Все время, пока я оставался на скале, жили мы очень недурно. Пили пиво и коньяк на завтрак и ужин, варили кашу из овсяной муки. Время от времени из Каслтона приходила лодка и привозила четверть бараньей туши (овец на скале трогать нам строго-настрого возбранялось, потому что их откармливали на продажу). Молодыми олушами мы, к сожалению, полакомиться не могли — время для этого уже миновало. Зато мы ловили рыбу и частенько предоставляли делать это за нас белым птицам: следили, когда какая-нибудь олуша хватала рыбку и отбирали у нее добычу прямо из клюва.

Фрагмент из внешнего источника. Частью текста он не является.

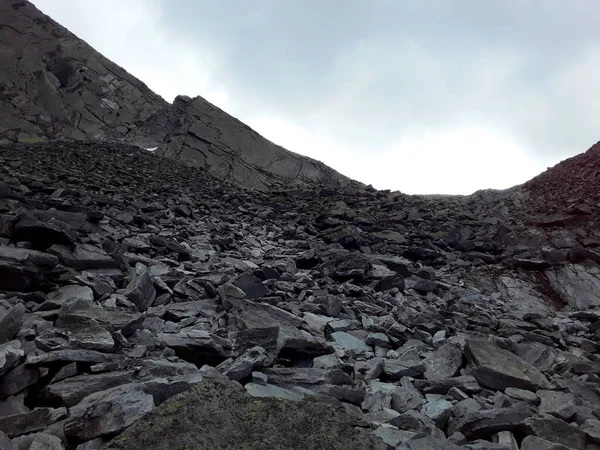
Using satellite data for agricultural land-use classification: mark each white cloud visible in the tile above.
[29,0,600,194]
[246,116,556,194]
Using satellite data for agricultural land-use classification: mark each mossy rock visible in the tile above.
[103,380,385,450]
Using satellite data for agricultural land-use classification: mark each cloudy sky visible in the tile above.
[33,0,600,194]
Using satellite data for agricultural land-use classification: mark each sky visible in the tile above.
[33,0,600,194]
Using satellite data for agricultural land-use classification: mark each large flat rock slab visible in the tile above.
[465,339,549,391]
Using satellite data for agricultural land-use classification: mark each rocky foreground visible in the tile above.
[0,142,600,450]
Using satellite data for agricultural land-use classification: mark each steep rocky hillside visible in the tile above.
[0,142,600,450]
[0,0,356,190]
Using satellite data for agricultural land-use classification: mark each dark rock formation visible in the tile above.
[0,0,358,190]
[0,0,600,450]
[0,142,600,449]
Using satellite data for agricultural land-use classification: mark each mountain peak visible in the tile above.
[0,2,359,190]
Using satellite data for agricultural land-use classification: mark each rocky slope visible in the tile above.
[0,0,352,190]
[0,142,600,450]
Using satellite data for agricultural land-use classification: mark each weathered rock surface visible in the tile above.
[0,1,358,190]
[103,382,386,450]
[0,118,600,450]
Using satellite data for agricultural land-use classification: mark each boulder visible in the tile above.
[465,340,550,391]
[64,383,154,447]
[105,380,386,450]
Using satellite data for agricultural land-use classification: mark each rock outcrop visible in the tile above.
[0,0,358,190]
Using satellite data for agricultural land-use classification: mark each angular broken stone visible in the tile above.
[36,315,115,352]
[0,341,25,376]
[158,329,231,365]
[37,284,94,311]
[231,272,269,300]
[48,244,118,270]
[223,346,268,381]
[522,414,586,450]
[40,371,134,407]
[13,216,77,250]
[245,383,304,401]
[465,340,549,391]
[26,349,124,366]
[457,403,535,440]
[331,331,372,355]
[141,372,207,406]
[536,390,575,421]
[15,433,64,450]
[124,268,156,312]
[0,408,67,438]
[64,383,154,441]
[424,343,463,381]
[0,303,26,344]
[521,436,570,450]
[0,364,42,400]
[383,358,425,380]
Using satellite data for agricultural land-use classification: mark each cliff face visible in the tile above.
[0,0,168,142]
[0,0,358,190]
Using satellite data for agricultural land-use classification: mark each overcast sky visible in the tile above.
[33,0,600,194]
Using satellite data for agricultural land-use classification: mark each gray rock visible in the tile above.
[232,272,269,300]
[26,349,124,366]
[390,409,445,438]
[0,392,29,417]
[544,264,600,311]
[163,299,220,322]
[35,315,115,352]
[581,418,600,444]
[504,388,540,405]
[0,341,25,376]
[396,436,463,450]
[366,333,390,347]
[65,383,154,441]
[158,328,231,365]
[142,372,206,406]
[363,408,400,425]
[60,305,144,337]
[223,346,268,381]
[465,340,549,391]
[331,331,372,355]
[456,403,535,440]
[392,387,425,413]
[452,398,482,417]
[246,383,304,401]
[125,268,156,312]
[48,244,118,270]
[536,390,575,421]
[13,215,78,250]
[105,382,385,450]
[383,358,425,380]
[0,431,14,450]
[361,381,398,412]
[0,364,42,400]
[40,371,134,407]
[0,408,67,438]
[522,414,586,450]
[521,436,570,450]
[37,284,94,311]
[373,424,416,448]
[0,303,26,344]
[15,433,64,450]
[424,343,463,381]
[424,375,481,395]
[423,394,453,429]
[313,355,341,369]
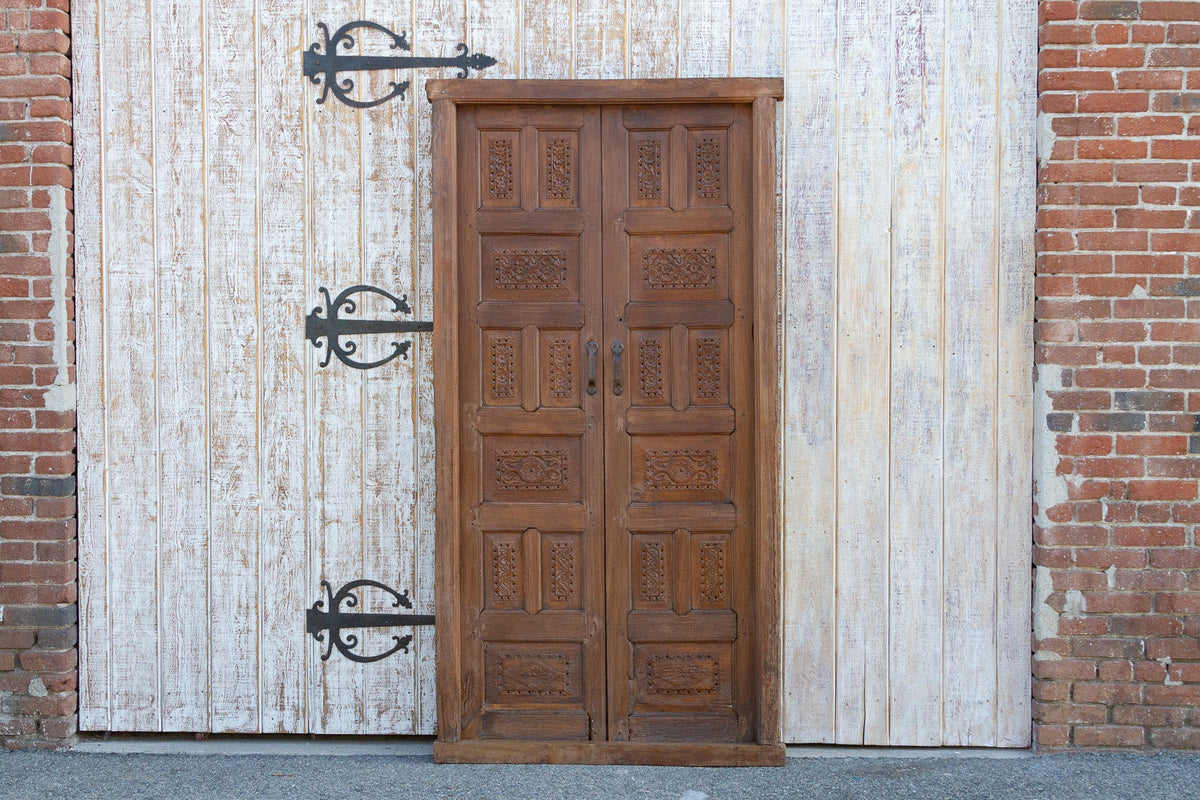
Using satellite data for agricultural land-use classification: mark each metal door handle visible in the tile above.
[612,342,625,395]
[587,341,600,395]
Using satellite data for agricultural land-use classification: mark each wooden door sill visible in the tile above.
[433,739,787,766]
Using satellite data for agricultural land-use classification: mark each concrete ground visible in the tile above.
[0,739,1200,800]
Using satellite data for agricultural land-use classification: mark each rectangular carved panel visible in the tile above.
[479,131,521,209]
[484,642,583,705]
[482,435,581,503]
[629,234,730,302]
[480,235,580,302]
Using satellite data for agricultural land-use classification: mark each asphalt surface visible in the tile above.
[0,751,1200,800]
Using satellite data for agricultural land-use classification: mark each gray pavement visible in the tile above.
[0,740,1200,800]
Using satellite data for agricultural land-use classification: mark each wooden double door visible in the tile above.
[438,79,776,760]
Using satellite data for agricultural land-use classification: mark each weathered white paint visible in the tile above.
[73,0,1036,746]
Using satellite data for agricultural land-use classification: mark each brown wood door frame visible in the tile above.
[426,78,784,765]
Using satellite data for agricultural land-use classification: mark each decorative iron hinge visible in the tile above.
[304,283,433,369]
[304,19,496,108]
[305,579,433,663]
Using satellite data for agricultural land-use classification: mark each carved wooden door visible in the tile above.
[438,79,781,762]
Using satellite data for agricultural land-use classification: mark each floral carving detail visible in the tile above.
[492,248,566,289]
[696,336,721,398]
[491,336,517,398]
[497,652,571,696]
[646,450,719,491]
[700,542,725,603]
[646,654,720,694]
[492,542,517,603]
[487,139,514,200]
[637,339,662,397]
[550,338,575,399]
[496,450,566,492]
[642,247,716,289]
[550,542,575,603]
[638,542,667,603]
[696,136,721,198]
[546,137,575,200]
[637,139,662,200]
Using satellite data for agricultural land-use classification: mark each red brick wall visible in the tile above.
[0,0,78,747]
[1033,0,1200,747]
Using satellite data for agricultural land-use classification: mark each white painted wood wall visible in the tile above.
[73,0,1037,746]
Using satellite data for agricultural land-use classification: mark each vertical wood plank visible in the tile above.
[679,0,724,78]
[257,4,316,733]
[996,0,1037,747]
[942,0,1007,746]
[467,0,523,78]
[205,0,260,733]
[625,0,680,78]
[836,0,892,745]
[728,0,786,78]
[71,0,112,730]
[784,0,839,742]
[360,0,424,734]
[154,2,211,730]
[413,0,465,734]
[101,0,161,730]
[305,0,364,734]
[521,0,574,78]
[574,0,625,78]
[888,0,946,745]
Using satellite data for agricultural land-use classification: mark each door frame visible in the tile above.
[425,78,784,765]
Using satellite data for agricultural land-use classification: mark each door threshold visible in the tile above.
[433,739,787,766]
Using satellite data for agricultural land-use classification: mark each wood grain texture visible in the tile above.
[71,2,112,730]
[151,4,209,730]
[782,0,840,742]
[888,0,946,745]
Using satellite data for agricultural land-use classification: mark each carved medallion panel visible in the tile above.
[634,642,733,710]
[538,331,586,408]
[688,130,730,207]
[629,131,671,209]
[480,235,580,302]
[479,131,521,209]
[482,435,581,503]
[630,534,674,610]
[484,642,583,705]
[630,435,731,503]
[689,329,731,405]
[541,534,583,609]
[630,330,671,405]
[691,534,732,609]
[480,331,521,405]
[538,131,580,209]
[484,534,524,610]
[629,234,730,302]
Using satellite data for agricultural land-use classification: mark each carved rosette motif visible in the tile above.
[496,450,566,492]
[642,247,716,289]
[637,339,662,398]
[644,450,720,492]
[700,542,726,603]
[637,542,667,603]
[550,542,576,603]
[490,336,517,398]
[637,139,662,200]
[546,137,575,200]
[696,136,721,198]
[487,139,514,200]
[496,652,572,697]
[492,542,517,603]
[696,336,721,399]
[646,654,720,694]
[550,338,575,399]
[492,247,566,289]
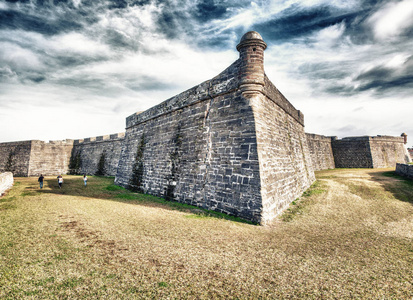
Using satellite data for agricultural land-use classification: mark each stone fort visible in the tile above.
[0,31,411,224]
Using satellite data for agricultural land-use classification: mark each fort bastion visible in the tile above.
[0,31,411,224]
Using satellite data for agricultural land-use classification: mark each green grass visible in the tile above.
[0,169,413,299]
[281,180,326,222]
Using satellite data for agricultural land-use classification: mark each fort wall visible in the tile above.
[27,140,73,176]
[407,148,413,161]
[71,133,125,176]
[396,164,413,179]
[331,136,410,168]
[306,133,335,171]
[331,136,373,168]
[0,141,32,176]
[115,33,315,224]
[369,135,410,168]
[0,172,13,197]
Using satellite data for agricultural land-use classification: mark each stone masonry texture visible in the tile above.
[72,133,125,176]
[0,172,13,197]
[396,164,413,179]
[0,32,409,224]
[115,33,315,224]
[0,141,32,176]
[331,136,409,168]
[306,133,335,171]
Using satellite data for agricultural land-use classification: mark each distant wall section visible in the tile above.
[306,133,335,171]
[396,164,413,179]
[0,141,32,176]
[70,133,125,176]
[331,135,410,168]
[0,172,13,197]
[28,140,73,176]
[369,135,410,168]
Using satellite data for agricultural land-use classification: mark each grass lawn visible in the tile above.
[0,169,413,299]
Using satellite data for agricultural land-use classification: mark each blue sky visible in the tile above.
[0,0,413,146]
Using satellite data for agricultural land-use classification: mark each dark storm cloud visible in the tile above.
[255,5,357,43]
[0,10,82,35]
[194,0,228,22]
[355,56,413,93]
[298,62,350,79]
[125,76,172,92]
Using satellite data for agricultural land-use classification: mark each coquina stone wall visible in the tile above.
[0,141,32,176]
[369,135,411,168]
[306,133,335,171]
[71,133,125,176]
[27,140,73,176]
[0,172,13,197]
[396,164,413,179]
[115,32,315,224]
[0,140,73,176]
[331,136,410,168]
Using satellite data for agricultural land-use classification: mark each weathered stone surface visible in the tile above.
[332,136,409,168]
[306,133,335,171]
[396,164,413,179]
[407,148,413,160]
[369,135,410,168]
[72,133,125,176]
[27,140,73,176]
[115,34,315,224]
[0,141,32,176]
[0,172,13,197]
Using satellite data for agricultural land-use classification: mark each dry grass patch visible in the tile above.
[0,170,413,299]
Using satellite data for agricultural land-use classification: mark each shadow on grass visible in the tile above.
[372,171,413,204]
[40,175,256,225]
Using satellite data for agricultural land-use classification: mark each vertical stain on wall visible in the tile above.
[164,123,183,200]
[129,133,145,192]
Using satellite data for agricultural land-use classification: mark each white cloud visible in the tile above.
[49,32,109,55]
[0,42,43,70]
[368,0,413,40]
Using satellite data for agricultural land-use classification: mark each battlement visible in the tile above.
[73,132,125,145]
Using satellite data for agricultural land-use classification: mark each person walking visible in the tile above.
[57,175,63,189]
[37,174,44,189]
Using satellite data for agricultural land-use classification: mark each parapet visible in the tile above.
[74,132,125,145]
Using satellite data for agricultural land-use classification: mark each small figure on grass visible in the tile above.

Необычная природа скалы и всяческие особенности, которыми она изобиловала, развлекали меня и занимали мое время. Бежать оттуда было невозможно, а потому я пользовался полной свободой и исследовал всю поверхность островка, где только могла ступить человеческая нога. Старый тюремный сад все еще радовал взгляд одичавшими цветами и травами, а также вишневыми деревцами со зреющими ягодами. Чуть ниже тюрьмы стояла не то часовня, не то келья отшельника — кто ее построил и кто жил в ней, было давно забыто, и мысль о ее древности давала пищу для долгих размышлений. Да и тюрьма, где я теперь делил временный кров с горцами, ворующими скот, несла в себе память об истории как человеческой, так и божественной. Однако мне казалось странным, что множество заключенных тут в недавние времена святых и мучеников не оставило после себя ни листка Библии, ни имени, выцарапанного на стене, тогда как грубые солдаты, несшие дозор на башнях, оставили свои следы в изобилии — и не только валявшиеся повсюду разбитые курительные трубки, но и металлические пуговицы от мундиров. Порой мне казалось, будто я слышу благочестивое пение мучеников в темнице и вижу, как караульные, дымя трубками, проходят по парапету, а позади них над Северным морем разгорается утренняя заря.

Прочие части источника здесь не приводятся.